If one is at first glance tempted to dismiss Alison Bechdel’s Are You My Mother? as a glorified comic strip, one would be wildly and woefully misguided: It is as complicated, brainy, inventive and satisfying as the finest prose memoirs.

Bechdel’s previous book, Fun Home, told the story of her father’s secret homosexuality, thwarted artistic expression and ultimate suicide, and of her own coming out in college. Her new one delves into her troubled relationship with her distant, unhappy mother, and into her own difficulties connecting with a series of long-term girlfriends. As she confides her tale, she also addresses her mother’s bluntly conflicted reaction to her art and folds their struggle into the writing of the memoir itself. “I would love to see your name on a book,” her mother says. “But not on a book of lesbian cartoons.”

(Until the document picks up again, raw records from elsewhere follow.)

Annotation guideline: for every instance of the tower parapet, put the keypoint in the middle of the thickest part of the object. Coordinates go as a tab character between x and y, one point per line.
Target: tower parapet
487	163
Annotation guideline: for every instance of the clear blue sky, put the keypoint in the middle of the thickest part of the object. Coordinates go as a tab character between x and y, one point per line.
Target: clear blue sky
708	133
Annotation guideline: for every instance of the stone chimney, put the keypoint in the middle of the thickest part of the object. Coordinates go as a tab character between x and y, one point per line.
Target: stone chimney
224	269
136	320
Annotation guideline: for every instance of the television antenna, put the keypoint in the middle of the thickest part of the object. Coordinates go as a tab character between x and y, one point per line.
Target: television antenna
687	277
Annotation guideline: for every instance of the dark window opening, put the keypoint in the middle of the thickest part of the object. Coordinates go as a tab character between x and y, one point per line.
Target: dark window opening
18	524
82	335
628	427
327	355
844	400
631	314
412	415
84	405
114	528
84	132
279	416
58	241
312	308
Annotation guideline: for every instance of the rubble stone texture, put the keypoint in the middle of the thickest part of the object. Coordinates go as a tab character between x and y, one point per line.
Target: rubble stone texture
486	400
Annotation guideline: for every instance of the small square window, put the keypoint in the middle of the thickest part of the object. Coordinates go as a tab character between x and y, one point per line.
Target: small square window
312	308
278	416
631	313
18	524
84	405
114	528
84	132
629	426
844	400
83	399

Bechdel weaves emotional honesty with highbrow deliberation in a way that is never burdensome: the tragedy and the comedy are so consummately entwined, so gloriously balanced, the reader can’t help being fascinated. Are You My Mother? manages to incorporate complicated references – to psychoanalysis and the theories of the paediatrician and psychiatrist Donald Winnicott, to the work of Virginia Woolf and Adrienne Rich – into a story that is gripping, funny and radiantly clear.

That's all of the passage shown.